“A good year for sheep” – it’s been a long time since Stuart and Robyn Mackenzie’s shearing contractor has been able to say that – 17 years in fact.
But last week, when Karl Goodman and his team wrestled the wethers of Plevna Downs across the board at Eromanga, they cut an average 7.2kg of bright, white wool from one mob and 6.7kg from another with a month less wool.
As a result, the Mackenzies are hoping for a pay cheque of $2000 a bale for their fleece wool.
Even the likelihood of being penalised for the length of the wool staple – 130 to 140mm – isn’t enough to take the smile off Stu’s face.
“We’ll take those penalties because of the amount of wool coming off, and the quality of it,” he said.
“The Mumblebone stud we’re with have done a lot of work with their genetics over 10 years and we’re starting to see it.
“It’s very exciting to be in wool, with the good season thrown in.”
Rain has been the key to the quality of the fleeces rolling away from the combs and cutters, beginning with a good summer 2016 season, a share of the unseasonal winter rain, and then storms this summer just past.

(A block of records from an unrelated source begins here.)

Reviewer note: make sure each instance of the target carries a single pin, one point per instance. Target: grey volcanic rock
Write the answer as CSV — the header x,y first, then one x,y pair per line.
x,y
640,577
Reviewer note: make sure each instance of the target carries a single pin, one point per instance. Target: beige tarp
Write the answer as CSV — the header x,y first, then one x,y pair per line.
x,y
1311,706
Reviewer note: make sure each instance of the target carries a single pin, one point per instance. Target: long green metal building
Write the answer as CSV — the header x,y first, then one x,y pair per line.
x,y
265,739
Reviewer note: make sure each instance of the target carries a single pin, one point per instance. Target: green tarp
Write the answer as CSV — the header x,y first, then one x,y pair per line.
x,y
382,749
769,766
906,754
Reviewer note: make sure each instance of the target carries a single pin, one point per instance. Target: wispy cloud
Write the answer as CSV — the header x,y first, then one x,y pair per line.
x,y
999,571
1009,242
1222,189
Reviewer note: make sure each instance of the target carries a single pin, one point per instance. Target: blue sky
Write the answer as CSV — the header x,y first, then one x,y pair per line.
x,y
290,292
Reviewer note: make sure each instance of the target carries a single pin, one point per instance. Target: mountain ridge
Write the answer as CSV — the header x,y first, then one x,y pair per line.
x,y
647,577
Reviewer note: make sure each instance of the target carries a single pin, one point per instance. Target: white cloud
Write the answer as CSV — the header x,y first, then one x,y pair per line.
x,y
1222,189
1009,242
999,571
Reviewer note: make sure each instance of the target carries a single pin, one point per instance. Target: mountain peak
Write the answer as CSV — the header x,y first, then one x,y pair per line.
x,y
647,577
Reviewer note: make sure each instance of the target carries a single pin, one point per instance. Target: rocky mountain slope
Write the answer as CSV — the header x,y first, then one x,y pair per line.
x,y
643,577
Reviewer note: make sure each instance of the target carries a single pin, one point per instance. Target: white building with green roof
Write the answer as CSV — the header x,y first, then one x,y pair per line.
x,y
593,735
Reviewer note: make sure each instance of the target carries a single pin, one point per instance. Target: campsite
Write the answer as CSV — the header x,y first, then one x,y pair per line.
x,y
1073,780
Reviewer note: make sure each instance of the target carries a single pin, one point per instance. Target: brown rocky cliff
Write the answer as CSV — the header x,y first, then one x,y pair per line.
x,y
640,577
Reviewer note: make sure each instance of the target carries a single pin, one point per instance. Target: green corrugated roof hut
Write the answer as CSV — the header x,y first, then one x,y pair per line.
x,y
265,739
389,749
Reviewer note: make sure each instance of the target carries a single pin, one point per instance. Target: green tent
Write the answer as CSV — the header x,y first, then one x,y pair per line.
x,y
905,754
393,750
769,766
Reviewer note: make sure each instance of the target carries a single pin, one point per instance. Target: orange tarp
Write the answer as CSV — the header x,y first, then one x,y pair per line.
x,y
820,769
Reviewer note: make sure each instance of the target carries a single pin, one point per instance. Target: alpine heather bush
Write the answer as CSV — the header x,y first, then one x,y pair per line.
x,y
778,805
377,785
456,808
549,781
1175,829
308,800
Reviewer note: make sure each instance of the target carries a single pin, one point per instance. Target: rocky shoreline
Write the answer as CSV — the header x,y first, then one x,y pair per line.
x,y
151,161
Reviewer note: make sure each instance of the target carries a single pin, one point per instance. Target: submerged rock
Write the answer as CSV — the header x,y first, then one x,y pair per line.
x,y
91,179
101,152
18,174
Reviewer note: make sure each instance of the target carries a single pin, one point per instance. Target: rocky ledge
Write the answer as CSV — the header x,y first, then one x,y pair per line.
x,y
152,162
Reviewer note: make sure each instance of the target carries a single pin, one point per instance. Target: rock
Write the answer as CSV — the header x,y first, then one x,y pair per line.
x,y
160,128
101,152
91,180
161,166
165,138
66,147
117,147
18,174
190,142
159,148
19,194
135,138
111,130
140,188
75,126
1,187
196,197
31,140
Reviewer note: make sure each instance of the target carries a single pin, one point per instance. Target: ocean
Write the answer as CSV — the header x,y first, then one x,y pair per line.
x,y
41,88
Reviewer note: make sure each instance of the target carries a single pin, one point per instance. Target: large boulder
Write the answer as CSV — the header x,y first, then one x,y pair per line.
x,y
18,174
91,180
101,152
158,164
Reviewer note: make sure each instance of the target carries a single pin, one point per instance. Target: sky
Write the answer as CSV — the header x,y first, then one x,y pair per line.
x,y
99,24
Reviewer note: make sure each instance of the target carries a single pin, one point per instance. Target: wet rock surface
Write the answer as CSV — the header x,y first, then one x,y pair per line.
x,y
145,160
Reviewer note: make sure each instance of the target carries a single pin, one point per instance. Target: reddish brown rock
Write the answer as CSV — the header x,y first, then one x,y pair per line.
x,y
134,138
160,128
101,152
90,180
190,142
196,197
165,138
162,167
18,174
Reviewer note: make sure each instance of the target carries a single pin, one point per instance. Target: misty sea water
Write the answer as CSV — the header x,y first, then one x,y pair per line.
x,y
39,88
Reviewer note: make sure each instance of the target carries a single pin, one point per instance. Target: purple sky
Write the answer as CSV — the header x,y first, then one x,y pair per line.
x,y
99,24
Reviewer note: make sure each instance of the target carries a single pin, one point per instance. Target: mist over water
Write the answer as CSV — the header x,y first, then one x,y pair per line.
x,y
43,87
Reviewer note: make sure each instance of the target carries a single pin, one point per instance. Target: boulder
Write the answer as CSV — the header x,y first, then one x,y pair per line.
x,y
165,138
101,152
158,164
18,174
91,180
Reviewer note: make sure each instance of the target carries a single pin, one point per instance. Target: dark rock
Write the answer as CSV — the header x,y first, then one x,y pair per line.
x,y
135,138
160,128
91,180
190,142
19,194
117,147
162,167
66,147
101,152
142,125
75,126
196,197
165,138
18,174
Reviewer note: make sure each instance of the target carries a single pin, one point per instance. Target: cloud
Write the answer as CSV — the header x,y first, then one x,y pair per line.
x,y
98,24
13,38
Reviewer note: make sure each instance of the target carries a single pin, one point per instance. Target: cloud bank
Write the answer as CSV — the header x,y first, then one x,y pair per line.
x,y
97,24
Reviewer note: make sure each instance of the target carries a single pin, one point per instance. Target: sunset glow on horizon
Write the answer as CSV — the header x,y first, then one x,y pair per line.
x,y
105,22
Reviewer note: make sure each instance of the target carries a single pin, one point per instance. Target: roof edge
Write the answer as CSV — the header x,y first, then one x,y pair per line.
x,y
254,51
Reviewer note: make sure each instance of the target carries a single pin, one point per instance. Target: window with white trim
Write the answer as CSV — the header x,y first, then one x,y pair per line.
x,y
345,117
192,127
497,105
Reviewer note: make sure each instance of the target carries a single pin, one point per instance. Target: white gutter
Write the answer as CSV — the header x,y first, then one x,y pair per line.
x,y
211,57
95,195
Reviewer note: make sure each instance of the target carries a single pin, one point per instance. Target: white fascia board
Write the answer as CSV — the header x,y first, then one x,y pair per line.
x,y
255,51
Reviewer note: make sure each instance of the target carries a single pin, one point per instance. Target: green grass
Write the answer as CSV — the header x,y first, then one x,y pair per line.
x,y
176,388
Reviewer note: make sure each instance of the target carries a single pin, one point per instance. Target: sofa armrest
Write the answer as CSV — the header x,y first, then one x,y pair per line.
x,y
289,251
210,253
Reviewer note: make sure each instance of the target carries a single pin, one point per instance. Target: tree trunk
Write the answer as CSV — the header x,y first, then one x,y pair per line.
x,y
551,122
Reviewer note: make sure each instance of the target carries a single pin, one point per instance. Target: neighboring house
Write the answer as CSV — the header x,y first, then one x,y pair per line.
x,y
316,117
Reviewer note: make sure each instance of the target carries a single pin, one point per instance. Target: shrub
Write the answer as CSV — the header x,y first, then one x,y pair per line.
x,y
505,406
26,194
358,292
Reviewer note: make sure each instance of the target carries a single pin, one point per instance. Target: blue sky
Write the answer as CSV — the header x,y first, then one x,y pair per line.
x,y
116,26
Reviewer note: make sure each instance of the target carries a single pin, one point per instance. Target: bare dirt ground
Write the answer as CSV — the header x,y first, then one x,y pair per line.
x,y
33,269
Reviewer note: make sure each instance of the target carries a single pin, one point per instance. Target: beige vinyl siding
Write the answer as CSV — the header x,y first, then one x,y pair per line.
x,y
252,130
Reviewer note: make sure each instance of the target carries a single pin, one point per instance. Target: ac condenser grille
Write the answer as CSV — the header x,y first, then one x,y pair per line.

“In previous summers, rain wouldn’t have done much good because we didn’t have any feed on the ground, but this year there’s been enough to keep everything going along generally,” Stu said.
“Of course, we haven’t got anywhere near enough sheep, like everyone.
“But we have got sheep and that’s the key.
“Some people haven’t been able to restock so we’re very fortunate.”
The Mackenzies would normally shear 17,000 to 18,000 sheep but that’s down to 8000 head this year, despite the best lambing for three or four years.
That figure is supplemented by 3000 wethers bought in to quickly get numbers up.
Stu is also the mayor of the Quilpie shire and he knows how badly results like his are needed throughout his shire.
Economic profiling shows its gross agricultural product is half of what it was in 2001, when the seasons began failing.
It’s not a surprise, but it’s still sobering.
It was rain that will give the Mackenzies a decent return on their investment for the first time in years, and it’s what will do it for the shire as a whole.
If commodity prices can hold, Stu says a run of average seasons will help his shire regain its economic health.
About a third of the properties in the shire are still devoted to growing wool, and despite greater property interest from cattle producers in recent years, the country has stayed true to type.
While the north eastern part of the shire has no sheep left, thanks to wild dogs, south and east of Quilpie still has sheep in the landscape.